Optimal Power Source Configuration of Independent Microgrid Based on Natural Resource Evaluation

Abstract

Power source configuration is an important stage of independent microgrid planning, which guarantees the economic and reliable operation of the microgrid system. The type and capacity of power source for the independent microgrid are affected by the factors such as load level, geographical location, wind, solar, water, and other natural resources. This paper analyzed the characteristics of natural resources in different regions. The index evaluation system of wind, solar, and hydropower resource was constructed, and the fuzzy evaluation method was proposed to evaluate the wind-solar-hydropower resource. Considering the power supply reliability and environmental friendliness, the optimization model of the microgrid power source was established with the objective of minimum comprehensive generation cost and the power and energy balance as constraints.

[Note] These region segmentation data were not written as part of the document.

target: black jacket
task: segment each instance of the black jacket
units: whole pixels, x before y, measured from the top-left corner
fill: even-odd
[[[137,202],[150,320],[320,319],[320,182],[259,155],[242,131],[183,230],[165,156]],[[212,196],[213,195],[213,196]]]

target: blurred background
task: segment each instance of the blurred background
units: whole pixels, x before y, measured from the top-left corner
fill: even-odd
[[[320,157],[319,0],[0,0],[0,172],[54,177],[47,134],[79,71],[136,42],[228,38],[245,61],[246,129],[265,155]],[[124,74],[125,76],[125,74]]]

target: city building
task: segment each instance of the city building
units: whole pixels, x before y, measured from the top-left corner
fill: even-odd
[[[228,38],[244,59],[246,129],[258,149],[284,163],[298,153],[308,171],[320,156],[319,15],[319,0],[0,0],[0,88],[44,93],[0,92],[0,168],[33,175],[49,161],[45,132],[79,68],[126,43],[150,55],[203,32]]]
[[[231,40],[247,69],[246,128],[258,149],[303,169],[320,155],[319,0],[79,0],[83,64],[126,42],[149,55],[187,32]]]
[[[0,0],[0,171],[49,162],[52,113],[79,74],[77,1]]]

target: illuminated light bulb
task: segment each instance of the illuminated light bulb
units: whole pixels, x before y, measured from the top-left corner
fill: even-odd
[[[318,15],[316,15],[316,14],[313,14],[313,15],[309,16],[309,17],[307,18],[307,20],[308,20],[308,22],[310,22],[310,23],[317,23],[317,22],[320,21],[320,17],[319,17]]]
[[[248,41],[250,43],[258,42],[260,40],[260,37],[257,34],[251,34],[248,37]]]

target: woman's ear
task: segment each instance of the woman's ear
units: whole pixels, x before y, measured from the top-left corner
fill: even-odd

Generative Adversarial Networks (GANs) were applied to simulate the uncertainty of wind, solar, and hydropower output and generate multiple operation scenarios of independent microgrids. The improved method for the K-Medoids clustering algorithm was studied to reduce the number of operational scenarios and enhance computational efficiency. Finally, an example was presented to illustrate the analysis processes and verify the feasibility and rationality of the proposed method. The wind-solar-hydropower resource levels of 30 provinces in China were obtained, and five representative regions were selected. The power source configuration scheme of an independent microgrid in these regions was proposed, which provided a reference for independent microgrid planning.